Maybe it's more of a problem with your job and the tasks you're assigned?
> I've always found it a bit strange that people enjoy the act of coding so much that LLMs make then sad.
Why do you find this strange? It's like saying you find it strange that a carpenter enjoys working with wood, that it's only about the end product and not the process.
That's fair. I was actually a professional carpenter for a bit too, and you're right, I love touching the wood, sanding it, admiring it, etc. etc. More so then I've ever liked inputting code into an editor.
I do, however, use electric planers, table saws and miter saws, because I want to produce the product fast and efficiently, because the end product still is the goal.
Your point is well taken however.
You find it strange that people like different things than you do?
No, I find it strange that people like to input text into an editor so much that LLMs make them sad.
It is never just inputing text into an editor. When I write a piece of code, it is just the first draft of what I have in mind.
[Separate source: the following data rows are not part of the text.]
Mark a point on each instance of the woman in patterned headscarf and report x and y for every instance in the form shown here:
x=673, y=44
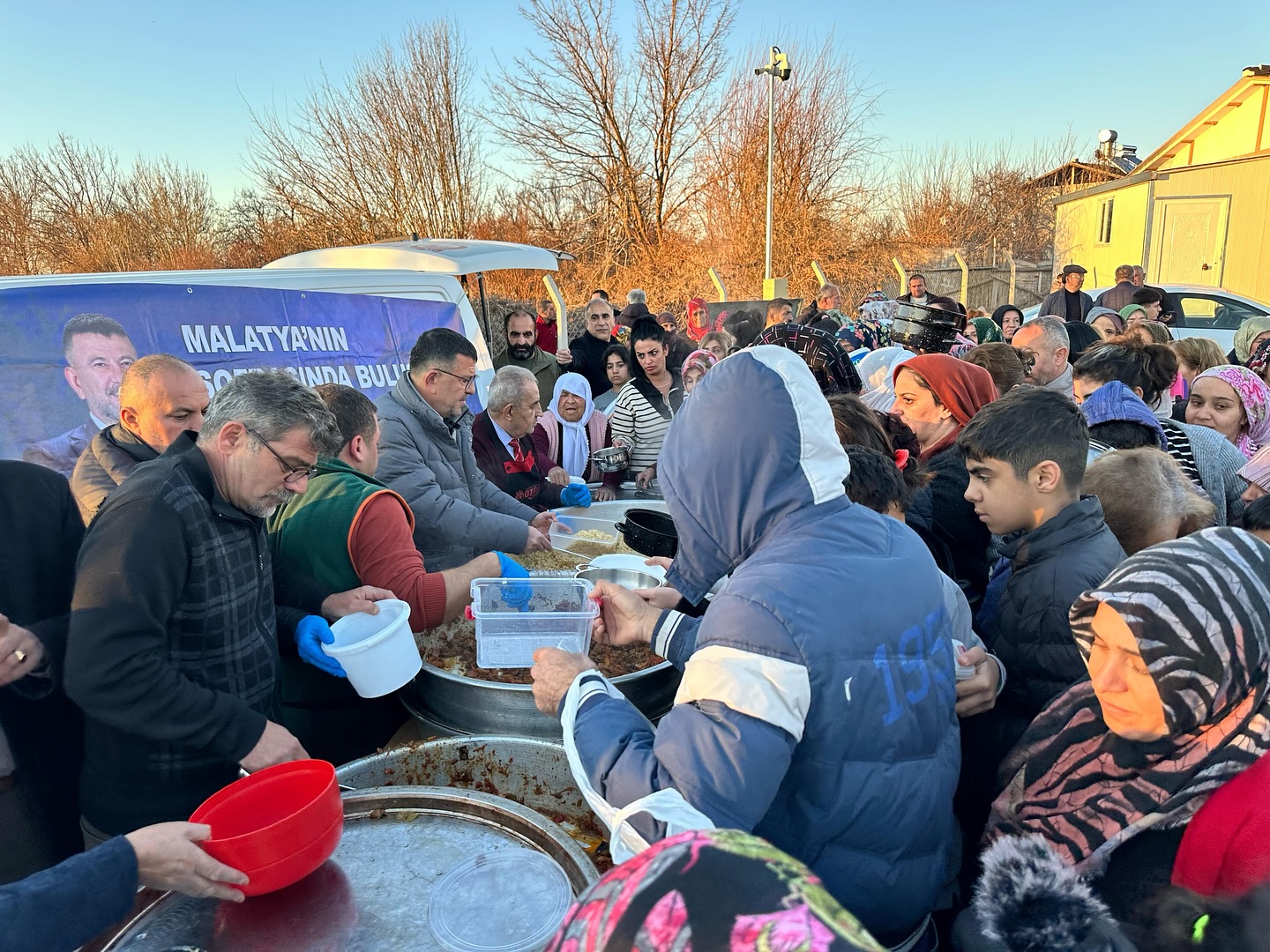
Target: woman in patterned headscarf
x=1260, y=361
x=1111, y=770
x=1233, y=401
x=710, y=890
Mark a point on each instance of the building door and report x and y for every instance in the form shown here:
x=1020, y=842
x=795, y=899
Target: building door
x=1191, y=240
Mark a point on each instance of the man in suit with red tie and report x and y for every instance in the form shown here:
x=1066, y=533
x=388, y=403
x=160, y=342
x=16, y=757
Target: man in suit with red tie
x=503, y=450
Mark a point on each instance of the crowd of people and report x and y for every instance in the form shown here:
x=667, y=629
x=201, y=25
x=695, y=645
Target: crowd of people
x=995, y=602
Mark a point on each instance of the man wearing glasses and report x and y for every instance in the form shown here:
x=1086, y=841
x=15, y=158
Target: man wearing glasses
x=175, y=629
x=426, y=456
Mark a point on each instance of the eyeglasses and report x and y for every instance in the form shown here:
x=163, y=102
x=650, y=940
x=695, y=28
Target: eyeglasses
x=467, y=381
x=295, y=473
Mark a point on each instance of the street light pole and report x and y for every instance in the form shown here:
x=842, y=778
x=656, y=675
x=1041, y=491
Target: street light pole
x=778, y=66
x=771, y=146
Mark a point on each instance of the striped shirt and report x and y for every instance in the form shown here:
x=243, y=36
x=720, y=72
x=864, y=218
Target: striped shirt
x=637, y=419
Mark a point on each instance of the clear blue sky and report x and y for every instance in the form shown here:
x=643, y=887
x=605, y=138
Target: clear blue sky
x=176, y=79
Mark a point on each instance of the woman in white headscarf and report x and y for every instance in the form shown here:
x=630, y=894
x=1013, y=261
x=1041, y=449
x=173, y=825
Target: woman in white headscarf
x=569, y=432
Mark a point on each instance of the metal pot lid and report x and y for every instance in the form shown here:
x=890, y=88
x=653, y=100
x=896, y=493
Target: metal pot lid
x=375, y=891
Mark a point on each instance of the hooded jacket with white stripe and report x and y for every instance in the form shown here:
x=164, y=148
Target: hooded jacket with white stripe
x=817, y=703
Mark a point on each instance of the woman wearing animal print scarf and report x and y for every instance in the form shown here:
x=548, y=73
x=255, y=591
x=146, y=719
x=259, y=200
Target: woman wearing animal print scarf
x=1114, y=768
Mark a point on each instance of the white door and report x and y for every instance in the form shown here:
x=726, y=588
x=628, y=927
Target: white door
x=1189, y=240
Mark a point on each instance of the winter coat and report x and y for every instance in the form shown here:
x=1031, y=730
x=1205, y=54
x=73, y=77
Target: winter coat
x=42, y=531
x=588, y=360
x=813, y=712
x=1050, y=566
x=109, y=458
x=68, y=905
x=954, y=522
x=458, y=513
x=173, y=645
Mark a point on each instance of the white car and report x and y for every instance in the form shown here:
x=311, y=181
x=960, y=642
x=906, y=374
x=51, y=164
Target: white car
x=1206, y=312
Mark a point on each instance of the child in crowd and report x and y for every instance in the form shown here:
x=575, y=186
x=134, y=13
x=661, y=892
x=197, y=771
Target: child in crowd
x=1027, y=455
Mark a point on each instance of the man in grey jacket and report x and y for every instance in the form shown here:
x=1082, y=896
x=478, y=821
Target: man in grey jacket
x=426, y=455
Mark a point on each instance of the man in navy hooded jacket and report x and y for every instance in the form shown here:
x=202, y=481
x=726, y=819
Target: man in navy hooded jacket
x=817, y=703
Most of the time I change the code interactively until I'm satisfied. The act of writing the code myself helps in clarifying my ideas.
Are you saying that that is no longer fun with LLMs?
Fun or not fun it is a personal perspective. What I was saying was that when you write code you also think deeply about what you actually write and you have the opportunity to optimize, change ideas and overall improve. A programming language is more precise and succinct than natural language in expressing algorithms/ideas.